CTC Audit Report Exposes Governance Failures in Tahitian Pearl Association

The Territorial Audit Court’s (CTC) damning assessment of the Tahitian Pearl Association of French Polynesia (TPAFP) reveals systemic mismanagement of public funds and governance failures that undermine its role as the sector’s representative body. Here are the critical findings:


1. Crisis of Representation

  • Shrinking Membership: With only 117 members from 6 organizations (out of 349 professional licenses), the TPAFP fails to reflect the diversity of French Polynesia’s pearl industry.
  • Legitimacy Gap: The association represents just 33% of eligible professionals, raising questions about its mandate to speak for the sector.

2. Governance Breakdown

  • Dormant Decision-Making: Rare general assemblies and infrequent board meetings paralyze oversight.
  • Unauthorized Spending: Major financial commitments were approved without proper governance review, violating basic fiscal controls.

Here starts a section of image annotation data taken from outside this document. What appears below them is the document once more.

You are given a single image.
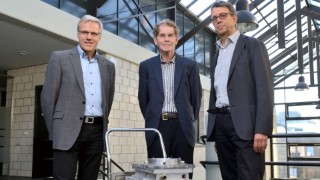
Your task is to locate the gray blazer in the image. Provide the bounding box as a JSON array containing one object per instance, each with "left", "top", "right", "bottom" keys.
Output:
[
  {"left": 41, "top": 47, "right": 115, "bottom": 150},
  {"left": 207, "top": 34, "right": 274, "bottom": 140},
  {"left": 138, "top": 55, "right": 202, "bottom": 147}
]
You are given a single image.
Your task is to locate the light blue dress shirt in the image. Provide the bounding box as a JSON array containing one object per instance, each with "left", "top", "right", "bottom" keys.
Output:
[{"left": 78, "top": 46, "right": 103, "bottom": 117}]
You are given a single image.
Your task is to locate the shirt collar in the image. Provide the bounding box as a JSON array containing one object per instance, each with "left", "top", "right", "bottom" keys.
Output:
[
  {"left": 77, "top": 45, "right": 99, "bottom": 61},
  {"left": 160, "top": 54, "right": 176, "bottom": 64},
  {"left": 216, "top": 30, "right": 240, "bottom": 48}
]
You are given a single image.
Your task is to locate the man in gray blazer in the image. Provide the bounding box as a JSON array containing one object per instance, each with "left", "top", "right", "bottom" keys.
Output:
[
  {"left": 138, "top": 19, "right": 202, "bottom": 179},
  {"left": 207, "top": 1, "right": 274, "bottom": 180},
  {"left": 41, "top": 15, "right": 115, "bottom": 180}
]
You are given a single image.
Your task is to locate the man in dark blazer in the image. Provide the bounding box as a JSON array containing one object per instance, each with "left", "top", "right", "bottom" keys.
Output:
[
  {"left": 41, "top": 15, "right": 115, "bottom": 180},
  {"left": 138, "top": 19, "right": 202, "bottom": 178},
  {"left": 207, "top": 1, "right": 274, "bottom": 180}
]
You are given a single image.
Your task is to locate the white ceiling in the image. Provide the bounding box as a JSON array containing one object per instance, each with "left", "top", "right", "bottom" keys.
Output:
[{"left": 0, "top": 14, "right": 77, "bottom": 71}]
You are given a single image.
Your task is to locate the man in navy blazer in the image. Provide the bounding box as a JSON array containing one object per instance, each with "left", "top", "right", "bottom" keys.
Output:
[
  {"left": 207, "top": 1, "right": 274, "bottom": 180},
  {"left": 41, "top": 15, "right": 115, "bottom": 180},
  {"left": 138, "top": 19, "right": 202, "bottom": 177}
]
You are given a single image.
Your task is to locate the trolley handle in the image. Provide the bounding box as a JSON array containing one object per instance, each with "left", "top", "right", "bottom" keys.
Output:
[{"left": 105, "top": 128, "right": 167, "bottom": 179}]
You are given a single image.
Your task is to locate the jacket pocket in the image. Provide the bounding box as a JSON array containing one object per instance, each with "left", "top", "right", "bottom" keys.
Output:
[{"left": 53, "top": 111, "right": 64, "bottom": 119}]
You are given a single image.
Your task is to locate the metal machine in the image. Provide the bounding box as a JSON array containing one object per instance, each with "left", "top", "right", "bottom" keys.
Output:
[{"left": 105, "top": 128, "right": 194, "bottom": 180}]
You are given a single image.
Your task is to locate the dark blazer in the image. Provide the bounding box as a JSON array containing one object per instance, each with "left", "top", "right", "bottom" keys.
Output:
[
  {"left": 207, "top": 34, "right": 274, "bottom": 140},
  {"left": 138, "top": 55, "right": 202, "bottom": 147},
  {"left": 41, "top": 47, "right": 115, "bottom": 150}
]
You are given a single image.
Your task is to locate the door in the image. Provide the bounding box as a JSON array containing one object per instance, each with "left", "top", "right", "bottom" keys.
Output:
[{"left": 32, "top": 85, "right": 53, "bottom": 178}]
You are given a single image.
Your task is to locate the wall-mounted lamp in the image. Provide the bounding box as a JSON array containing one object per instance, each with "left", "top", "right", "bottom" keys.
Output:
[
  {"left": 294, "top": 75, "right": 309, "bottom": 91},
  {"left": 236, "top": 0, "right": 259, "bottom": 33}
]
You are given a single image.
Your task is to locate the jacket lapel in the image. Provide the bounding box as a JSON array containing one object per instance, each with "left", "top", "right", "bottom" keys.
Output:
[
  {"left": 174, "top": 55, "right": 183, "bottom": 97},
  {"left": 70, "top": 47, "right": 85, "bottom": 95},
  {"left": 152, "top": 55, "right": 163, "bottom": 95},
  {"left": 228, "top": 34, "right": 247, "bottom": 79},
  {"left": 97, "top": 55, "right": 109, "bottom": 103}
]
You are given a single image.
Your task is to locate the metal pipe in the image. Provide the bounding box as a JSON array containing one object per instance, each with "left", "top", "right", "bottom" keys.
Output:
[
  {"left": 277, "top": 0, "right": 286, "bottom": 49},
  {"left": 296, "top": 0, "right": 304, "bottom": 74},
  {"left": 105, "top": 128, "right": 167, "bottom": 180}
]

3. Ethical Red Flags: Conflicts of Interest

  • Self-Dealing Allegations: Procurement from companies owned by TPAFP board members circumvents fair competition.
  • Lack of Transparency: No public disclosure of these transactions, eroding trust in financial stewardship.

4. Questionable Spending Practices

International Activities

  • Unjustified Subsidies: Public funds flowed to partner associations in Hong Kong, Japan, and the U.S. without clear performance metrics.
  • No Competitive Bidding: Contracts awarded via direct selection, violating procurement rules for public funds.

Local Operations

  • Budget Overruns: Mission expenses exceeded projections with no documented justification.
  • Opaque Contracting: Preferential treatment for select vendors contradicts principles of equitable access.

5. Urgent Reforms Demanded

The CTC mandates immediate action to:
Broaden Membership – Ensure the association truly represents pearl industry stakeholders.
Enforce Financial Controls – Require competitive bidding and independent audits.
Eliminate Conflicts – Bar board members from benefiting from TPAFP contracts.
Restore Transparency – Publish meeting minutes, budgets, and procurement records.


6. Implications: A Sector at Risk

The report exposes a crisis of confidence in the TPAFP’s ability to:

  • Safeguard public funds (436 million FCFP since 2014)
  • Effectively promote Tahitian pearls globally
  • Maintain trust among farmers and exporters

Without rapid reform, the TPAFP risks becoming irrelevant—or worse, a liability to Polynesia’s pearl industry.